7. An apparatus (20) configured to determine a target sound scene at a target position from two or more source sound scenes, the apparatus comprising:

-a localization unit (23) configured to localize (11) a spatial representation of the two or more source sound scenes in a virtual scene, the representation being represented by virtual speaker positions;

-a projection unit (24) configured to obtain (12) projected virtual speaker positions of a spatial domain representation of the target sound scene by projecting virtual speaker positions of the two or more source sound scenes onto a circle or sphere around the target position;

-a determination unit configured to determine a direction between the target position and the projected virtual speaker position; and

-a calculation unit configured to calculate a pattern matrix from the determined direction, wherein the pattern matrix is constituted by coefficients of spherical harmonics for the direction.

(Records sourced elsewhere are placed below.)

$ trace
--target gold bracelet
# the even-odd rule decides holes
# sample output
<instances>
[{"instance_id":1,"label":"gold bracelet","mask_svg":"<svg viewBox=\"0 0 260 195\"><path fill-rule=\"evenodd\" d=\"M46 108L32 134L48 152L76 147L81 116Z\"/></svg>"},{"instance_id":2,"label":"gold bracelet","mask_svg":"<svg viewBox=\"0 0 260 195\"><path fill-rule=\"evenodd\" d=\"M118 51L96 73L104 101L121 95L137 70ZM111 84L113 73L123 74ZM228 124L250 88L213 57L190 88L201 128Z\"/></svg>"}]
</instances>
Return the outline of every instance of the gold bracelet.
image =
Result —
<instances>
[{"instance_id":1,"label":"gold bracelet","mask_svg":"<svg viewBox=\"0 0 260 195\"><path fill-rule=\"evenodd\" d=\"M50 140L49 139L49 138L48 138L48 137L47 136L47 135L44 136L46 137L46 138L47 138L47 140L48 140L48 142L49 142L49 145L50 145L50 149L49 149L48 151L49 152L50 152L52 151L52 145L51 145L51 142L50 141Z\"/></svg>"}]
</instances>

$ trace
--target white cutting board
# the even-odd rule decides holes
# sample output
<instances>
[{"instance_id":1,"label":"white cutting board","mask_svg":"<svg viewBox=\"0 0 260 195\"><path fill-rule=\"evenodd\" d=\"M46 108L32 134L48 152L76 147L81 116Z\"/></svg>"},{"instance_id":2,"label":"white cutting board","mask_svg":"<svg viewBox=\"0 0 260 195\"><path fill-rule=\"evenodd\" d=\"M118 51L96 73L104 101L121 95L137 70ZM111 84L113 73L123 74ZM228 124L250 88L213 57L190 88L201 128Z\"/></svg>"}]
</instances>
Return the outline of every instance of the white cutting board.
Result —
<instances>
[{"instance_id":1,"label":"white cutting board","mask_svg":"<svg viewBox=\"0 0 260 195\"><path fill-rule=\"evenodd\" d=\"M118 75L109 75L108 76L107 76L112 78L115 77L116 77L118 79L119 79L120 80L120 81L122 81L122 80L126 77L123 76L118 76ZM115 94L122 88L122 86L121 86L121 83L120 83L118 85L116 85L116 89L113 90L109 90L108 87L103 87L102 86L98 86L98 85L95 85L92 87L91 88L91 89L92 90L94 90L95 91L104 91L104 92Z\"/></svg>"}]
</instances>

8. The device of claim 7, wherein the sound scene is an HOA scene.

9. The apparatus of claim 7, wherein the target location is a current user location.

10. The apparatus of claim 7, wherein the target sound scene is created by multiplying the pattern matrix by a corresponding matrix of weighted virtual speaker signals.

11. The apparatus of claim 10, wherein the weighting of the virtual speaker signal is inversely proportional to a distance between the target location and a starting point of the spatial domain representation of the corresponding virtual speaker or the corresponding source sound scene.

12. The apparatus of claim 7, wherein when obtaining (12) projected virtual speaker positions, spatial representations of source sound scenes or virtual speakers are ignored for a distance beyond the target position.

13. A computer readable storage medium having stored therein instructions enabling determination of a target sound scene at a target position from two or more source sound scenes, wherein the instructions, when executed by a computer, cause the computer to perform the method of any one of claims 1-6.